A fresh start, and fast
    It is best to select foods that are fresh rather than stale, living rather than dead and, as far as practically possible, to consume them either raw or lightly cooked. In America, food wholesalers have adopted the heinous practice of extending the shelf life of fresh produce by radiating it with powerful doses of gamma rays, not to even mention pesticides and GMO's. Bugs and bacteria will not attack an apple or head of cabbage that has been radiated because such food is not fit for consumption.
    The distinguishing feature between live and dead foods is the presence of active enzymes in the fresh product. These enzymes are the most vital element for health in food. Western Science knows perfectly well that enzymes are fragile compounds that are easily destroyed by exposure to high heat, excess moisture, oxygen, radiation and synthetic chemicals, all of which occur during cooking, canning, refining, preserving and pasteurizing food.
    All enzymes are effectively killed at temperatures exceeding 130 degrees Fahrenheit., which is far below the boiling point of water (212 F.) and less than pasteurization, (140 F.). If you must cook your food, it is better to steam or poach it, where the temperature of the food never exceeds 212 degrees Fahrenheit Unfortunately, the Western world's favorite cooking methods are roasting and baking, generating temperatures of 300 to 500 degrees Fahrenheit.

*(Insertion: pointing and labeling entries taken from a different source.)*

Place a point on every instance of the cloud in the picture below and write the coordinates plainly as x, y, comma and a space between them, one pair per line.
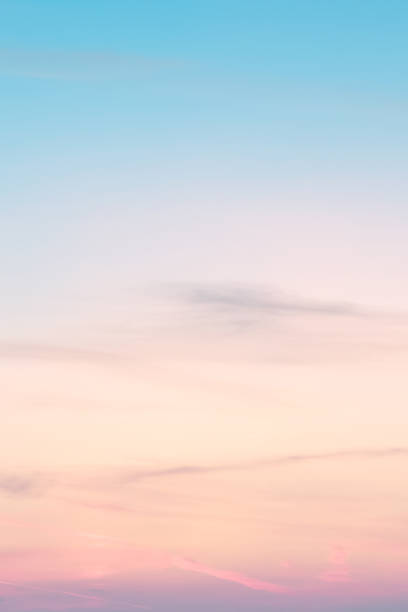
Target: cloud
251, 583
239, 299
28, 350
337, 570
15, 484
75, 65
132, 476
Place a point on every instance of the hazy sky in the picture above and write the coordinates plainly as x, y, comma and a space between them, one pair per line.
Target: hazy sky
204, 306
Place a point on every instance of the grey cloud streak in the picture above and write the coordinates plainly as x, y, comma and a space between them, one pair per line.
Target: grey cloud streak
252, 300
133, 476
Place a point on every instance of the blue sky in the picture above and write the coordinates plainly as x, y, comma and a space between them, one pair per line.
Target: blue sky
203, 262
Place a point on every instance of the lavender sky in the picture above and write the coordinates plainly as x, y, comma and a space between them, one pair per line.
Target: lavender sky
204, 306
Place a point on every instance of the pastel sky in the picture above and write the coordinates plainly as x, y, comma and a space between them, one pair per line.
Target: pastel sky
204, 306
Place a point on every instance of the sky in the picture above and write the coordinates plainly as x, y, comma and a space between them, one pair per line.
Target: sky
204, 307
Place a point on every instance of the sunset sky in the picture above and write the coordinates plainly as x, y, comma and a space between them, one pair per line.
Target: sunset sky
204, 305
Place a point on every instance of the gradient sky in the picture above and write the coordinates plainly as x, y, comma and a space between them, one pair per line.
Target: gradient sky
204, 306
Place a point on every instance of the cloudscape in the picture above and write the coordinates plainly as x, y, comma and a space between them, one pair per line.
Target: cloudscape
204, 306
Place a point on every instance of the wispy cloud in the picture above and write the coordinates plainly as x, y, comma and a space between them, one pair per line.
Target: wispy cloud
132, 476
251, 583
17, 484
252, 300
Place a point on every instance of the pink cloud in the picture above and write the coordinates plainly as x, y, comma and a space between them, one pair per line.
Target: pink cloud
251, 583
337, 570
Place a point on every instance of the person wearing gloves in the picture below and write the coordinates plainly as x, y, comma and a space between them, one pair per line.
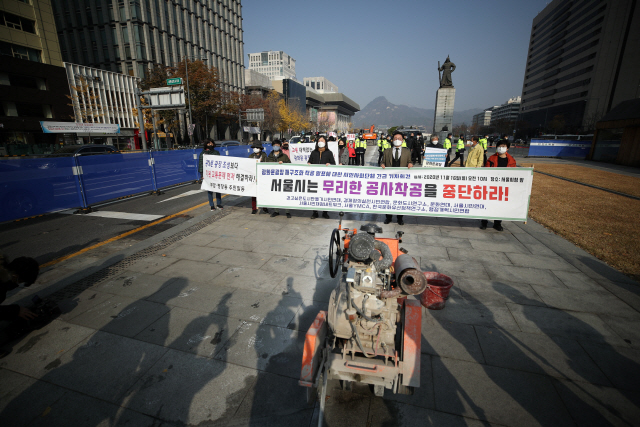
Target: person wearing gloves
476, 155
258, 153
277, 156
396, 157
501, 159
321, 156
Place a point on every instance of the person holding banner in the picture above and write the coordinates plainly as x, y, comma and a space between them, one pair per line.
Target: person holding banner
501, 159
459, 152
476, 155
209, 148
321, 156
343, 153
396, 157
277, 156
259, 154
447, 146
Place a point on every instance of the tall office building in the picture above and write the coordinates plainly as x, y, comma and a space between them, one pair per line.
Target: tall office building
128, 37
33, 84
273, 64
582, 61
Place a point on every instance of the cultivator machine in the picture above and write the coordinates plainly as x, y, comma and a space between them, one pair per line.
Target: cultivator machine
371, 331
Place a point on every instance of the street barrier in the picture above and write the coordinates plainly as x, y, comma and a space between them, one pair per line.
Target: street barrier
559, 148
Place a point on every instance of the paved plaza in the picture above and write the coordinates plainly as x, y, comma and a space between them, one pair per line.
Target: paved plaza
204, 324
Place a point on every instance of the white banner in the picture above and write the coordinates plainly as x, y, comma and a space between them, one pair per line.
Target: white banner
75, 127
229, 175
434, 157
483, 193
299, 153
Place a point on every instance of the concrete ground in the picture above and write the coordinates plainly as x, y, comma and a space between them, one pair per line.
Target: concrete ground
203, 324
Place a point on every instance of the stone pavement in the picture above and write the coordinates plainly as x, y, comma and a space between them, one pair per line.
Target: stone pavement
204, 325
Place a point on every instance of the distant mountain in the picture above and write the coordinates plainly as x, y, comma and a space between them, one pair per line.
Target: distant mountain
382, 112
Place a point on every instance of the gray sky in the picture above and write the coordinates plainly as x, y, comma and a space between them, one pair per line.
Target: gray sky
372, 48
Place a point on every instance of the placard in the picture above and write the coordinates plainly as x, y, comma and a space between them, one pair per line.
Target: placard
483, 193
434, 157
229, 175
299, 153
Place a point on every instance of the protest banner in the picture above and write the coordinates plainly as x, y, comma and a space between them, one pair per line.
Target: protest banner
484, 193
236, 175
299, 153
434, 157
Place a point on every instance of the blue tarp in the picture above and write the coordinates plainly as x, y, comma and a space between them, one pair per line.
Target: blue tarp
559, 148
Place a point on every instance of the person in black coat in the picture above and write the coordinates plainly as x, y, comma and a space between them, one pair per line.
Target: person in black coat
321, 156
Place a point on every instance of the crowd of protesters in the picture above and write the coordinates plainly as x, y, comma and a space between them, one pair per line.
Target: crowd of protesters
396, 151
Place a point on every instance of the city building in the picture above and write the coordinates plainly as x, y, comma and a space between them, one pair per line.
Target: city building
293, 93
273, 64
330, 111
33, 84
129, 37
320, 84
256, 83
484, 118
113, 97
507, 111
582, 61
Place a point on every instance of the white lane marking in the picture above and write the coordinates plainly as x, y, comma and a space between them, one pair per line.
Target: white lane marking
188, 193
124, 215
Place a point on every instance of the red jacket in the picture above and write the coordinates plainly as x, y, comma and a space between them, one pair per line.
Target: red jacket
492, 162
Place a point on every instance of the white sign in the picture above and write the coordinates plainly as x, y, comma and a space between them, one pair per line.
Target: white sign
299, 153
483, 193
229, 175
434, 157
75, 127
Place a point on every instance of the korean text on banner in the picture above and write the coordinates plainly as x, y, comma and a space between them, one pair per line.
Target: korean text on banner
299, 153
434, 157
484, 193
235, 175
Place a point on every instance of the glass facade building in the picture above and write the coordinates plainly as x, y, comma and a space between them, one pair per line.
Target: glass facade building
128, 37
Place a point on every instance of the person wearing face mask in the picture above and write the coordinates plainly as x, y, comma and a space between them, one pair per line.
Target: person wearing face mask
343, 153
210, 149
321, 156
21, 272
258, 153
447, 146
501, 159
396, 157
285, 148
277, 156
459, 151
435, 143
476, 155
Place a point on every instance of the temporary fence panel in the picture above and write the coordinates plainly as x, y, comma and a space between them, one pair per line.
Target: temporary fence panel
30, 187
559, 148
109, 176
175, 166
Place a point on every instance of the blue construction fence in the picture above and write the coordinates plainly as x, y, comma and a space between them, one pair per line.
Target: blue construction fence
31, 186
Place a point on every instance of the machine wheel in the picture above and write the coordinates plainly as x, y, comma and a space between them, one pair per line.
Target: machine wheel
335, 253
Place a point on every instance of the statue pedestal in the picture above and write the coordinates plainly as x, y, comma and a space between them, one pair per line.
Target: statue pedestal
443, 117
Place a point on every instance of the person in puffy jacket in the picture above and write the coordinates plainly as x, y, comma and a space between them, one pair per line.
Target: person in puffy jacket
501, 159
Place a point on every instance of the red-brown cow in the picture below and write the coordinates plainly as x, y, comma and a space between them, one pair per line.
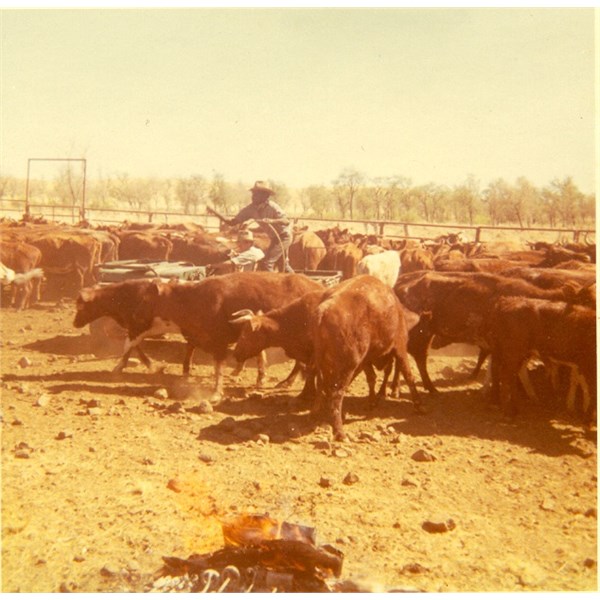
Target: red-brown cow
199, 310
557, 332
358, 325
23, 258
456, 306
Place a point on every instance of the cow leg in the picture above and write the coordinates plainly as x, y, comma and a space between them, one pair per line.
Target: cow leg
371, 380
403, 366
187, 359
310, 385
123, 360
261, 368
239, 367
217, 394
297, 368
530, 392
483, 354
144, 357
418, 346
336, 406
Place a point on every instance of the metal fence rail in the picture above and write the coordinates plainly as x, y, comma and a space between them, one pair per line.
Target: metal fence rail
392, 229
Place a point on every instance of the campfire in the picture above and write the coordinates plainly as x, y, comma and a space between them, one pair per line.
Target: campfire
261, 554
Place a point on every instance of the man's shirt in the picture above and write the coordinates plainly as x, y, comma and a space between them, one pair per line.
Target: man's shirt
265, 210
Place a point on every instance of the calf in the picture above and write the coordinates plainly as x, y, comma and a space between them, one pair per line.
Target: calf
202, 310
557, 332
358, 325
22, 258
120, 301
456, 307
385, 266
286, 327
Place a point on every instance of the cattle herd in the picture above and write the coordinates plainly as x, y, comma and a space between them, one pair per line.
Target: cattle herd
397, 297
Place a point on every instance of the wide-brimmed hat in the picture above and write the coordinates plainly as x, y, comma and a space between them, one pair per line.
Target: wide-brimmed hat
261, 186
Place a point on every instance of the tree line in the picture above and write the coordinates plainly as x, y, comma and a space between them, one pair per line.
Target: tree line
352, 195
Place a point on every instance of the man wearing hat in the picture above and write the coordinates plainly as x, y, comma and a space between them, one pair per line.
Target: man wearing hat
244, 260
272, 221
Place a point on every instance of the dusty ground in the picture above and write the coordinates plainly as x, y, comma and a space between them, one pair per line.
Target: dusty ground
87, 457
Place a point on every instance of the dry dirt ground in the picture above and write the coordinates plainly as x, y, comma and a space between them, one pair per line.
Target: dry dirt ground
87, 457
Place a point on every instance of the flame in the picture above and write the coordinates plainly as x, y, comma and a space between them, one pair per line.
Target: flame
203, 527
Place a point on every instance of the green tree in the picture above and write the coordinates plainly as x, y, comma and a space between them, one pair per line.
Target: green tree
465, 200
192, 193
497, 197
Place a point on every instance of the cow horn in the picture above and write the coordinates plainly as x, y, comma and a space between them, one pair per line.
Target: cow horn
241, 316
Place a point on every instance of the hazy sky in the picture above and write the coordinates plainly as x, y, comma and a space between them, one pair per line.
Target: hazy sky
298, 95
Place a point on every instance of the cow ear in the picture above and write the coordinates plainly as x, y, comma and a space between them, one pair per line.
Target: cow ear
153, 290
411, 318
86, 294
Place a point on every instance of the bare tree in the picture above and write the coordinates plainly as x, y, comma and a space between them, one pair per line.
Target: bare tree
345, 189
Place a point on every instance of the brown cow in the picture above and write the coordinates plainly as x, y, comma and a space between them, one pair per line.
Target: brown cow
456, 306
358, 325
199, 310
557, 332
144, 245
342, 257
69, 255
22, 258
306, 252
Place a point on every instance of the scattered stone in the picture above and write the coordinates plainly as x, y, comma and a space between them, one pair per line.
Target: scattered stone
322, 445
109, 570
43, 400
174, 485
350, 479
340, 453
369, 437
204, 407
414, 569
423, 456
406, 482
439, 525
176, 407
161, 394
447, 372
228, 424
133, 565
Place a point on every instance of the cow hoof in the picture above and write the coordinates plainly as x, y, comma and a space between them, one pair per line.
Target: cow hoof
216, 398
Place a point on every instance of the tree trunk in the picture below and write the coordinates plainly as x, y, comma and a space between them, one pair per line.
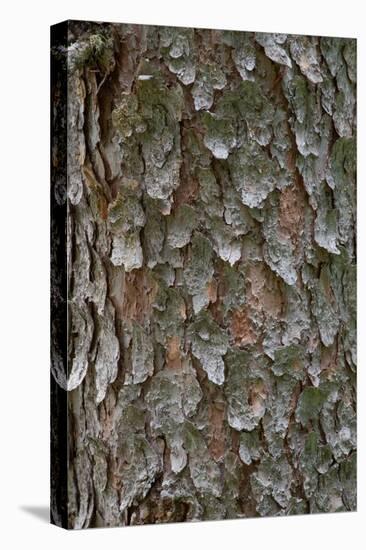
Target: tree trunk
211, 275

    On the flip side, prolonged refrigeration destroys vibrant plant enzymes, so buy fresh produce regularly. Raw fruits and vegetables that are sliced, juiced or shredded rapidly lose many of their valuable enzymes and other nutrients due to oxidation. Refrain from buying large amounts of dried herbs and spices unless they are stored properly, they too can lose freshness by being exposed to heat and air. Do not use irradiated herbs.

Enzymes clean house
    When not busy digesting enzymeless food in the stomach, the body's enzymes roam through the bloodstream and protect the entire system from all sorts of disease and toxic damage. This is one of the great benefits of fasting: The body's entire enzyme capacity devotes itself to cleaning house, digesting and eliminating dead and damaged tissues and putrefied proteins, and helping construct new cells.

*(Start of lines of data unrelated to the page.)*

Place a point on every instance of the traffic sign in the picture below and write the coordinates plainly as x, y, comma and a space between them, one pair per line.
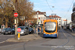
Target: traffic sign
15, 14
19, 29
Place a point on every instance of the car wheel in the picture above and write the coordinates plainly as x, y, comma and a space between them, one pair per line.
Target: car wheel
4, 34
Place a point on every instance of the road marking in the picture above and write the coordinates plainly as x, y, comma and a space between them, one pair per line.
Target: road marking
2, 42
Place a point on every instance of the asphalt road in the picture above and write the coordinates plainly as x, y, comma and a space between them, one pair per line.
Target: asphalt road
65, 41
5, 37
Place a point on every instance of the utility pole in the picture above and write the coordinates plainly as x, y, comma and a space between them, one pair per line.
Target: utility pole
37, 22
16, 20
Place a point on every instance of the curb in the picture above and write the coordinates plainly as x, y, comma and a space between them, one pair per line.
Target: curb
2, 42
21, 40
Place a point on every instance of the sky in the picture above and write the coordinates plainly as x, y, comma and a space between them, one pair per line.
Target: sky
62, 8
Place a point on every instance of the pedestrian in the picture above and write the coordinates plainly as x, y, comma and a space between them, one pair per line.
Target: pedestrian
72, 28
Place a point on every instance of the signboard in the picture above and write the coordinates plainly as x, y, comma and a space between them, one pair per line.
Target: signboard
15, 14
19, 29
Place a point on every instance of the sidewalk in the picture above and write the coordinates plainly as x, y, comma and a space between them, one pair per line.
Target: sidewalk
25, 38
73, 33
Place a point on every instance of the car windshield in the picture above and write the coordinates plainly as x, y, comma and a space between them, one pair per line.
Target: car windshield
50, 26
8, 29
22, 27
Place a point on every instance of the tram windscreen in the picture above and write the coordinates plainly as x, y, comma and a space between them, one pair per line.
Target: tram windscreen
50, 26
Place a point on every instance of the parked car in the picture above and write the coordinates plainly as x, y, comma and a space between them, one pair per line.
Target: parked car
0, 30
13, 31
24, 30
7, 31
31, 30
3, 31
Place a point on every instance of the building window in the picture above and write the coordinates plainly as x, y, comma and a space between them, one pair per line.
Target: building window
59, 19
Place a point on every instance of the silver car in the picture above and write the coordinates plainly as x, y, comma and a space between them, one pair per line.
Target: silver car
24, 30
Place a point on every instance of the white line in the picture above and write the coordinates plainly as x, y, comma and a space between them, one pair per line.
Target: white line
2, 42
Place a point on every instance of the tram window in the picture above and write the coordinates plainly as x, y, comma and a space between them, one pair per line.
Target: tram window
50, 26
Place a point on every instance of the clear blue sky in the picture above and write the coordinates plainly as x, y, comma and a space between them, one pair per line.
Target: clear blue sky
61, 7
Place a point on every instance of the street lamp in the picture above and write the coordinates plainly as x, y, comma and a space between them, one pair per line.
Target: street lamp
37, 22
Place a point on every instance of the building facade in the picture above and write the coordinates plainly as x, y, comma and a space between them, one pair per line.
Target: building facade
40, 16
54, 16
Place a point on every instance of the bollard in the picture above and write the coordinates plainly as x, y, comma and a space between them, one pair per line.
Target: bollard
18, 36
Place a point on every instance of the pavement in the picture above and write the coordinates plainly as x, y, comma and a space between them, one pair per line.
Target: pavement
25, 38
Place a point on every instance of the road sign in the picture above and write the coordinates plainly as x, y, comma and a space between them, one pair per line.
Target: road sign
19, 29
15, 14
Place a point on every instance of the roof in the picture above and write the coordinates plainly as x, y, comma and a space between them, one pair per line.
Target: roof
40, 12
54, 16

    Obviously, if you live on a daily diet that consists of denatured and enzymeless foods, your entire enzyme capacity is constantly preoccupied with digestive duties, permitting all sorts of putrid wastes and damaged cells to accumulate in other tissues, possibly to the point of severe toxemia. It is a well-known fact that cancerous tumors almost always develop in tissues that are nutrient deficient and severely toxic, such as smokers' lungs, drinkers' livers and gluttons' colons.

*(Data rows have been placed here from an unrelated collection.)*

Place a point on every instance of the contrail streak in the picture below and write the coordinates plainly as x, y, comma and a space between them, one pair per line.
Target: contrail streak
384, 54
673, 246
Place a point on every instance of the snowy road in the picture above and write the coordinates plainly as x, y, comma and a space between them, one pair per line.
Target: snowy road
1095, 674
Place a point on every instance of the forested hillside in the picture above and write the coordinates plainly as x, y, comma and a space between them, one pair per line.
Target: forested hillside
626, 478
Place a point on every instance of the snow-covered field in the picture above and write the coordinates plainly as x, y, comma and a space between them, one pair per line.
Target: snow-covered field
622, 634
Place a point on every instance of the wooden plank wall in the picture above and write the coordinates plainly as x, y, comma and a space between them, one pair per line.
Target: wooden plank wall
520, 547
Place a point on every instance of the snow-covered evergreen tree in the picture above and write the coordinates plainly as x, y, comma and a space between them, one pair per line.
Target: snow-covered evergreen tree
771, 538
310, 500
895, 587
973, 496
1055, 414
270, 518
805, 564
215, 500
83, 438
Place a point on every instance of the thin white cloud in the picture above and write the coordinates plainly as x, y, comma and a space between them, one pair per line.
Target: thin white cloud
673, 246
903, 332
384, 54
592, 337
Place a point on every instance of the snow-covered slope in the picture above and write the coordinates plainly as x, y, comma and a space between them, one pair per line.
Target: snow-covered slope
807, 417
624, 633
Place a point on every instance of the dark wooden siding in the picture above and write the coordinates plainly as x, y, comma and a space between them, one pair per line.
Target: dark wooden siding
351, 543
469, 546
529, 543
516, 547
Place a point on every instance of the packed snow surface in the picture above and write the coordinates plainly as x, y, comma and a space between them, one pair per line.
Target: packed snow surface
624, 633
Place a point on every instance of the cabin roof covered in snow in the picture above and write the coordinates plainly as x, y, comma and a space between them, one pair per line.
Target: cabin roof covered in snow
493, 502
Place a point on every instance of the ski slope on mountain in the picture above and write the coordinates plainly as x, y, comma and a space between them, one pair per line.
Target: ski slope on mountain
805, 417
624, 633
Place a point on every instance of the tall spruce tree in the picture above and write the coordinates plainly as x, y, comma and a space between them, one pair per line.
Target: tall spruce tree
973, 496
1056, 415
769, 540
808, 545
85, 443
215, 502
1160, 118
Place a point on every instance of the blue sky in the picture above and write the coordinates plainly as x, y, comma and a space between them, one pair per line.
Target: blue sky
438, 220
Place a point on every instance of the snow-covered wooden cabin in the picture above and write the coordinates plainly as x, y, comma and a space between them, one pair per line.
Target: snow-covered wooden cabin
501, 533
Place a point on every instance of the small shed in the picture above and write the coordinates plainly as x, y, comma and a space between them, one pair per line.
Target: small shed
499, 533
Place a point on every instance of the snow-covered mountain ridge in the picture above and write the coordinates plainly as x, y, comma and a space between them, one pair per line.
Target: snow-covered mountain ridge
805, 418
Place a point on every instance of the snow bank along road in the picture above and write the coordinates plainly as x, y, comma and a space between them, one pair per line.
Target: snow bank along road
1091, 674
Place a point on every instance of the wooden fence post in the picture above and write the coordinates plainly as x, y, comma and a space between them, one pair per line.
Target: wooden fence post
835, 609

    Raw salads are particularly beneficial to growing children, providing abundant supplies of nutrition to growing bones and tissues. Though it might seem illogical, raw vegetables are, in fact, a far better source of organic calcium for growing bones than the denatured pasteurized cows' milk which so many doctors and parents force children to drink for that purpose. Milk does, indeed, contain a lot of calcium, but pasteurization renders it virtually inaccessible to the body. If your children have problems with acne, other skin eruptions and are chronically constipated, try taking them completely off pasteurized milk for a few months and replace it with fresh raw vegetable juices, especially carrot juice, and see the results for yourself.